Holy Spirit Church in Mosul after a bomb attack in May 2007.
Holy Spirit Church in Mosul after a bomb attack in May 2007.

.- As Iraqi Christians prepare for Christmas, bombs have caused explosions at two Christian churches on Tuesday. More attacks are feared.

A bomb at the Al Gahera (Our Lady of Purity) Syrian Orthodox Church in Mosul’s city center caused a major explosion on Tuesday afternoon. The church received significant damage and a number of people were injured, Aid to the Church in Need (ACN) reports.

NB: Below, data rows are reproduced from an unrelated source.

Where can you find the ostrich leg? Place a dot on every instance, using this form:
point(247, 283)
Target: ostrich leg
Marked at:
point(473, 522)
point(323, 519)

The Al Beshara (Annunciation) Syrian Catholic Church in Mosul was hit earlier that day at 10:30 Tuesday morning by a bomb placed against an outside wall of the building. The bomb caused a minor explosion and damaged the wall, but nobody was hurt. A kindergarten occupied by children was near the explosion.

The Baghdad government has warned Church leaders of further attacks over Christmas, saying priests and religious sisters should be especially vigilant.

Fr. Bashar Warda, a Redemptorist priest of northern Iraq, told ACN that Christians felt very strong “fear and shock” at a time when they look forward to Christmas to “lift our spirits.”

He reported that the Church would continue its Christmas preparations undeterred.

“Normally Christmas is a time when we lift our spirits with a number of festivities so you can imagine what the atmosphere is like here now.”

Fr. Warda said he had talked to Fr. Nazen Eshoa, a parish priest at Al Beshara, who had returned to Mosul to minister despite being kidnapped for a few days last year.

“Fr. Nazen – like all of us – is shocked but he wants to continue preparing for Christmas as much as possible,” Fr. Warda explained to ACN.

The identity of the attackers is not yet known. Church leaders do not know if there is a link between the attacks in Mosul and the threats against Christians in Baghdad.

The latest attacks in Mosul come less than three weeks after bomb attacks there caused serious damage to St. Ephrem’s Chaldean Church and a nearby convent.

No one was hurt in the attacks, but at least five Chaldean Sisters were in the convent at the time.